[Since this doesn't deal with the main two questions (it relates more to their premises - answering the subsequent question in the body text), this is perhaps only a partial answer. Someone trying to answer 1 and 2 would presumably need to make the assumption that (in spite of the wording) the desire to test did not come from observing the first set of flips to deal with the numbered questions. In part I see the problem with the phrasing of the setup and the numbered questions as focusing on the details of estimating probability while ignoring the larger issue relating to severe bias, making the apparent distinction in the two cases largely beside the point.]
In short, I focus here on "Would you combine the results from the next 20 coin flips that your cousin does or ignore the previous flips and just consider the next 20 flips?" and I discuss it in detail as requested -- indeed, it's easily the most critical part here, and the part that's very widely misunderstood, occasionally even among statisticians. All those "my third cousin's birthday is the same day as my girlfriend and they were born in the same year in the same town, what are the chances??" questions are examples of this sort of problem, yet at the same time, it affects a lot of published work (that is, where the observed data impact the hypothesis tested).
If the desire to test the hypothesis is created by seeing the outcome of the first set of flips you shouldn't include them in your test -- the wording of the question suggests it.
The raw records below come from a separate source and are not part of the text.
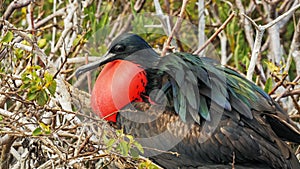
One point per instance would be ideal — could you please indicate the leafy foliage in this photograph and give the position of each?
(38, 87)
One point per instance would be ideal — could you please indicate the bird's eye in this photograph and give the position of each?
(119, 48)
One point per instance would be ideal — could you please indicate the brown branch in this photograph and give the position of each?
(12, 7)
(215, 34)
(175, 29)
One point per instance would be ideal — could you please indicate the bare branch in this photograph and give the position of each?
(215, 34)
(175, 29)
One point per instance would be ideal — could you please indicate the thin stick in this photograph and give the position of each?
(175, 29)
(215, 34)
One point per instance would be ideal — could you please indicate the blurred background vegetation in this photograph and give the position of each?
(43, 42)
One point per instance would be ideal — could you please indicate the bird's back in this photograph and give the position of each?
(212, 115)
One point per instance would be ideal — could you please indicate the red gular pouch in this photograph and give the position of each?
(118, 84)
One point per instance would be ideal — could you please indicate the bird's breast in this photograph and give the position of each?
(119, 83)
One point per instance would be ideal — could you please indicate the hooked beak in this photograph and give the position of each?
(108, 57)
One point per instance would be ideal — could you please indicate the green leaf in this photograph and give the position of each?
(124, 147)
(45, 128)
(42, 98)
(31, 95)
(52, 87)
(268, 85)
(42, 43)
(110, 143)
(130, 137)
(7, 37)
(134, 153)
(139, 146)
(37, 131)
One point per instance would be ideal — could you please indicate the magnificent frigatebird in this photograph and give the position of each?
(207, 113)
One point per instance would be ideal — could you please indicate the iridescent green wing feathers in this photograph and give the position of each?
(197, 83)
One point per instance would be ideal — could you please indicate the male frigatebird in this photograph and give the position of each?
(188, 111)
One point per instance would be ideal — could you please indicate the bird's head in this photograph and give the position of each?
(128, 46)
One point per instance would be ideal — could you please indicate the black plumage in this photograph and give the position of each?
(208, 114)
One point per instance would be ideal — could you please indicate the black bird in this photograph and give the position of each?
(189, 111)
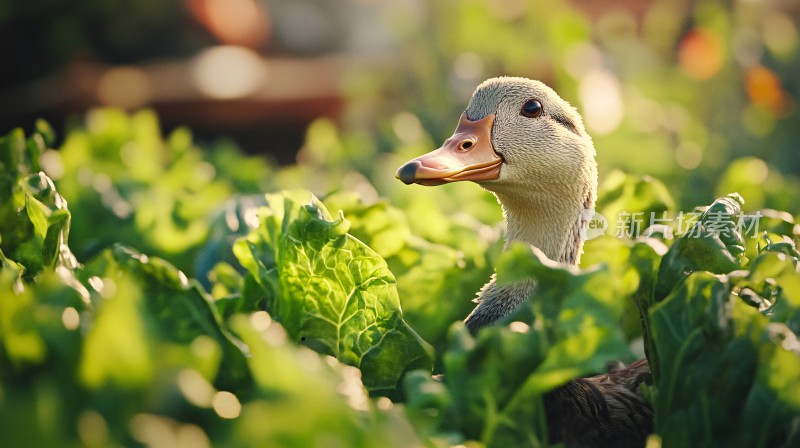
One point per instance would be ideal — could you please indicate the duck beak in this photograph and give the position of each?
(467, 155)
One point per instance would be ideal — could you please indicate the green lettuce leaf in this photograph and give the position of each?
(329, 290)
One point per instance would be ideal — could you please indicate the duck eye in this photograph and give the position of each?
(531, 109)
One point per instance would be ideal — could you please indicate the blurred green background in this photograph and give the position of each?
(700, 94)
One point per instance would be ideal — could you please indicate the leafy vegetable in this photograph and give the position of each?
(330, 290)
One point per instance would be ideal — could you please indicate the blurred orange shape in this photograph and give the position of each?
(764, 88)
(701, 53)
(235, 22)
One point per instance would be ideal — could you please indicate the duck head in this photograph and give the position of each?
(524, 143)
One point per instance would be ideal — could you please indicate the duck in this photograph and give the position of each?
(522, 142)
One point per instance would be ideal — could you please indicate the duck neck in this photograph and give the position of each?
(552, 225)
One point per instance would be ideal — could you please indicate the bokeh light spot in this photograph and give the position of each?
(70, 318)
(602, 101)
(126, 87)
(228, 72)
(226, 405)
(689, 155)
(701, 54)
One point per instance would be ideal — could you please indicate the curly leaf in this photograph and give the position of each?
(330, 290)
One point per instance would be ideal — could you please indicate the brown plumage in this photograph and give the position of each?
(601, 411)
(521, 141)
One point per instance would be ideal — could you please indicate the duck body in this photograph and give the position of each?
(525, 144)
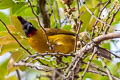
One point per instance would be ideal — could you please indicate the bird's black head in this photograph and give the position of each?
(28, 28)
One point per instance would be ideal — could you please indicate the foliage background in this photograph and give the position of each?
(9, 46)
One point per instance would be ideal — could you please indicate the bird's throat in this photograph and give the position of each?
(33, 32)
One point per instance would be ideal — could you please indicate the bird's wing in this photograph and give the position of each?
(53, 31)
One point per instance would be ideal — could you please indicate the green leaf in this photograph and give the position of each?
(85, 18)
(3, 69)
(6, 4)
(5, 19)
(17, 8)
(67, 27)
(106, 45)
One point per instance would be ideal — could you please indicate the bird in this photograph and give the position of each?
(62, 41)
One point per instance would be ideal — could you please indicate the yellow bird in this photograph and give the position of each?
(62, 41)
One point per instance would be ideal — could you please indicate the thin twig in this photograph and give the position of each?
(16, 38)
(77, 35)
(112, 19)
(102, 74)
(53, 13)
(107, 70)
(18, 74)
(90, 46)
(99, 16)
(93, 14)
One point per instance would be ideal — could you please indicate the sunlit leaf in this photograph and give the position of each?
(6, 4)
(3, 69)
(5, 19)
(12, 78)
(16, 56)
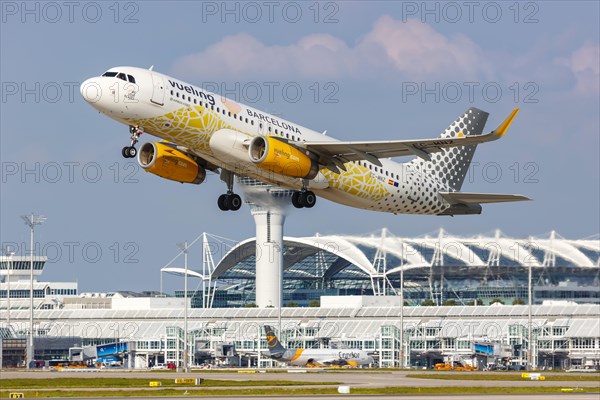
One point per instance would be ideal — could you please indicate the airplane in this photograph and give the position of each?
(314, 357)
(202, 131)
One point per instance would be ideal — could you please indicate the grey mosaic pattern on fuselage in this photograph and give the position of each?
(446, 171)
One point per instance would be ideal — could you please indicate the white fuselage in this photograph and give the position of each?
(188, 116)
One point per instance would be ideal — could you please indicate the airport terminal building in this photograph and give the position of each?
(454, 288)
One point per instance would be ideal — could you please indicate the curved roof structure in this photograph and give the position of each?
(384, 254)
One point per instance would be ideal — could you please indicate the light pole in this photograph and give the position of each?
(183, 246)
(10, 255)
(402, 317)
(529, 335)
(31, 221)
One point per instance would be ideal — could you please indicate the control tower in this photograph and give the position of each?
(268, 206)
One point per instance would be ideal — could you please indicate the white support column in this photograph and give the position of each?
(269, 255)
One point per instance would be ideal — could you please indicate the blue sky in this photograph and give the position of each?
(364, 70)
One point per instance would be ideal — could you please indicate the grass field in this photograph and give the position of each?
(160, 392)
(64, 383)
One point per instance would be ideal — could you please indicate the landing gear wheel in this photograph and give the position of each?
(296, 199)
(222, 202)
(308, 199)
(234, 202)
(131, 151)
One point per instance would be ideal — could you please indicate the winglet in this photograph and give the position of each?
(503, 127)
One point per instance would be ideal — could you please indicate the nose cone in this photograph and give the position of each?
(91, 91)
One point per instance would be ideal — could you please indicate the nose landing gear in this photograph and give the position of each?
(130, 151)
(229, 201)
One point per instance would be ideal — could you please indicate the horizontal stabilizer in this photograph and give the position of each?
(480, 198)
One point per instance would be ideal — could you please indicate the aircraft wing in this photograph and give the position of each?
(335, 154)
(480, 198)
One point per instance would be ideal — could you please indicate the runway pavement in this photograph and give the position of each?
(351, 378)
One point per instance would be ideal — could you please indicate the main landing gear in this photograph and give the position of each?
(229, 201)
(130, 151)
(304, 199)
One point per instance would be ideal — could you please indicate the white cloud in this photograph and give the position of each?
(585, 65)
(411, 49)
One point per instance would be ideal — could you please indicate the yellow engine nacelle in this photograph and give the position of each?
(170, 163)
(281, 158)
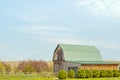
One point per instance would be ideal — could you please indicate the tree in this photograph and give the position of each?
(96, 73)
(71, 74)
(62, 74)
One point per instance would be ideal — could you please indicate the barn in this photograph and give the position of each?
(80, 56)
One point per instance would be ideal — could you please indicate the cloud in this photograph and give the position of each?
(45, 28)
(104, 7)
(99, 44)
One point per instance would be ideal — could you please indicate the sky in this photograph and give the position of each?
(31, 29)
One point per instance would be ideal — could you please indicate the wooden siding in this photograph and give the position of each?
(99, 66)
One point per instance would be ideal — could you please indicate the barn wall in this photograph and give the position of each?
(100, 66)
(70, 64)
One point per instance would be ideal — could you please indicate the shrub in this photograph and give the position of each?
(71, 74)
(96, 73)
(62, 74)
(89, 73)
(102, 73)
(81, 73)
(115, 73)
(109, 73)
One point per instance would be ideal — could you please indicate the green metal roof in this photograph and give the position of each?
(80, 53)
(95, 62)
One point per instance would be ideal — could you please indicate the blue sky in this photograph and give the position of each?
(31, 29)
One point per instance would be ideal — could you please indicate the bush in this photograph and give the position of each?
(115, 73)
(102, 73)
(81, 73)
(71, 74)
(62, 74)
(96, 73)
(89, 73)
(109, 73)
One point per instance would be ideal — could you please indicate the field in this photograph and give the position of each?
(38, 77)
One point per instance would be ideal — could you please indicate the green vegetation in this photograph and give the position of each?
(71, 74)
(41, 70)
(62, 74)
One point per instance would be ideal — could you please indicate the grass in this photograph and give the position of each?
(116, 78)
(38, 77)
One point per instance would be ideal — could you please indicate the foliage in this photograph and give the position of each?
(89, 73)
(102, 73)
(81, 73)
(115, 73)
(96, 73)
(109, 73)
(71, 74)
(2, 68)
(62, 74)
(33, 66)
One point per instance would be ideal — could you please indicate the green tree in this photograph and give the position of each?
(109, 73)
(115, 73)
(2, 68)
(96, 73)
(71, 74)
(89, 73)
(102, 73)
(62, 74)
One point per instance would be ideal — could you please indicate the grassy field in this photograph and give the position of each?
(38, 77)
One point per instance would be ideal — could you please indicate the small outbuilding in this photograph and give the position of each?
(80, 56)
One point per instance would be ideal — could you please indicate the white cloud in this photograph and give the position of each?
(45, 28)
(99, 44)
(104, 7)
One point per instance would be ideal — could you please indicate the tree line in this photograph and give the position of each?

That's a data-generated hypothesis
Otherwise you bias your p-values downward; you'll be much more likely to reject nulls than you should be when there's nothing going on.
Let's take a slightly more extreme case to make the point more clearly.
Imagine 100,000 people all toss (fair) coins 20 times. The ones that get very high (18+) or low numbers (0-2) of heads (we expect around 20 of each) decide to test those coins and the ones that got middling numbers do not.
The ones that do test combine their first 20 tosses with another 20 tosses and test at the 5% level. What's the probability that they reject the null?
(NB if the test works as it should, given they have a fair coin in this setup, it should be 5%... but it's waay bigger). That's what testing hypotheses suggested by the data do.
I just did it in simulation and got 42 people (who decide to test), and of those 32 of them went on to reject the null after combining their data. This is when the coin is fair! (larger simulations give similar results)
Test on the second set (i.e. data collected after the first set made you want to test the hypothesis) & you're okay.